Jet-Sahara merger will add scale to operation, but investors keep their fingers crossed

As Jet Airways (Idirect Code: Jetair) and the Sahara Group agreed to settle a 10-month dispute over a failed merger deal, investors remained divided over the implications on Jet Airways. Jet Airways recently acquired Air Sahara in a deal valued at Rs 2,300 crore. While the company had paid Rs 400 crore as an upfront payment, it will pay Rs 550 crore in four annual installments starting early 2008.

Post acquisition, Jet Airways has decided to rename Air Sahara as Jetlite and position it between a low-cost airline and a regular carrier.

The deal, in all likelihood, will have a negative impact on Jet Airways in the near-to-medium term as Air Sahara’s integration will cost hugely to the company. Jet Airways may have to spend around Rs 350 crore on the assimilation process keeping all Air Sahara flights operational. For this, Jet Airways has initiated talks with private equity players like Blackstone, TPG Capital and Temasek for raising Rs 400-450 crore to meet the additional operational expenses.
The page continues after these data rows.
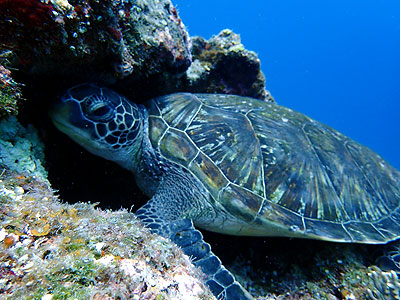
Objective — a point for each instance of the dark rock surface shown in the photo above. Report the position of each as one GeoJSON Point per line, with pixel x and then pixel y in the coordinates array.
{"type": "Point", "coordinates": [223, 65]}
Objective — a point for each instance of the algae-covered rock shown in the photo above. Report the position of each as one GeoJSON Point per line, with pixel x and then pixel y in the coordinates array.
{"type": "Point", "coordinates": [95, 40]}
{"type": "Point", "coordinates": [20, 148]}
{"type": "Point", "coordinates": [51, 250]}
{"type": "Point", "coordinates": [10, 91]}
{"type": "Point", "coordinates": [223, 65]}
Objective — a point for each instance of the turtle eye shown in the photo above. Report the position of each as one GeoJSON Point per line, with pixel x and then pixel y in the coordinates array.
{"type": "Point", "coordinates": [98, 110]}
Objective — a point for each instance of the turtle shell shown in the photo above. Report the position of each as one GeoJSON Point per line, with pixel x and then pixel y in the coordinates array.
{"type": "Point", "coordinates": [272, 167]}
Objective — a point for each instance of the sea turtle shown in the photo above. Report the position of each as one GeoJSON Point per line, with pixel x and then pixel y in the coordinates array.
{"type": "Point", "coordinates": [236, 165]}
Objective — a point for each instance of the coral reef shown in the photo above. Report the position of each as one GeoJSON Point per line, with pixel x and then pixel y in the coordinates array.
{"type": "Point", "coordinates": [223, 65]}
{"type": "Point", "coordinates": [21, 149]}
{"type": "Point", "coordinates": [50, 250]}
{"type": "Point", "coordinates": [10, 91]}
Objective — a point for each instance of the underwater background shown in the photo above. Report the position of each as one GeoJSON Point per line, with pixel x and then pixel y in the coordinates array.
{"type": "Point", "coordinates": [336, 61]}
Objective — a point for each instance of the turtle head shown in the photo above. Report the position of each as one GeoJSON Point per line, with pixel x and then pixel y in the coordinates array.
{"type": "Point", "coordinates": [103, 122]}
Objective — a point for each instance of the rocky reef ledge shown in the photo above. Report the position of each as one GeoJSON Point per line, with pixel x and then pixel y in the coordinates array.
{"type": "Point", "coordinates": [52, 250]}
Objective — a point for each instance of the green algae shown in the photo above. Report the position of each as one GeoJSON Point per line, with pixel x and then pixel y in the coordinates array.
{"type": "Point", "coordinates": [52, 250]}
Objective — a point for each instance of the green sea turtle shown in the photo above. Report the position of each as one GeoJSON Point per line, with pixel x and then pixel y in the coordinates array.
{"type": "Point", "coordinates": [238, 166]}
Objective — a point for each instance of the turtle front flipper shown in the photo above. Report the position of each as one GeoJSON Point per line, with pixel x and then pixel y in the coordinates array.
{"type": "Point", "coordinates": [182, 232]}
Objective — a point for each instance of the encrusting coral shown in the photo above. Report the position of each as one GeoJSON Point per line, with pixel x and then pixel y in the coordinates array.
{"type": "Point", "coordinates": [51, 250]}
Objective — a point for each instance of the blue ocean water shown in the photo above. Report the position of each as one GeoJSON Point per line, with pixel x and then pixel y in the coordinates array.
{"type": "Point", "coordinates": [337, 61]}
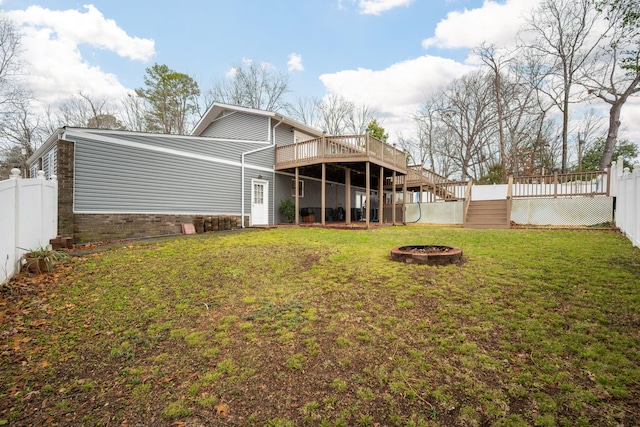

The private equity investors may take up to 8-9 per cent stake in the carrier.

The deal looks expensive given that Air Sahara has been the worst hit by the increasing competition. Air Sahara has lost almost half its market share since January 2006, the time of original share purchase agreement. Jet Airways, at present, is operating 340 flights a day with 62 aircraft as compared to Air Sahara’s 134 flights on 27 carriers. The falling market share of Air Sahara, its few flying slots and parking bays may not have much appeal for an investor in Jet Airways share. Moreover, the price being paid seems too high for a carrier that owns none of its planes and has few other assets.

However, for a long-term investor, the deal may bring handsome gains. The integrated company is expected to command around 32 per cent share of the domestic aviation market. Jet’s leadership position is unlikely to be challenged in the near future.

The deal will bring prime landing and take-off slots at London’s Heathrow, Delhi and Mumbai airports, making Jet the only Indian airline with clearance to fly overseas. After the merger, around 300 pilots will come into the Jet Airways fold, taking its total pilot strength to over 950. This will be a blessing for Jet Airways — which is all set to start operations in new routes — at a time when there is an acute shortage of trained experienced pilots in India.

If the Gulf sector is opened for private airlines in January 2008, Jet will be the sole beneficiary as government has stipulated five years domestic operations as the criterion for allowing private players in that sector. The airline has lined up plans to spend around Rs 8,000-10,000 crore to expand its fleet. However, the company is unlikely to post net profits soon. The Jet scrip has so far failed to maintain the height (Rs 1,155) at which it got listed on March 14, 2005. After attaining an all-time high of 1,373 on April 26, 2005, the scrip seems to have lost steam and has been hovering below the Rs 1,000 level for the past one year. Though the acquisition of Air Sahara will definitely add scale to Jet's operations, the process of integration of the two carriers may test investors' nerves in the short term.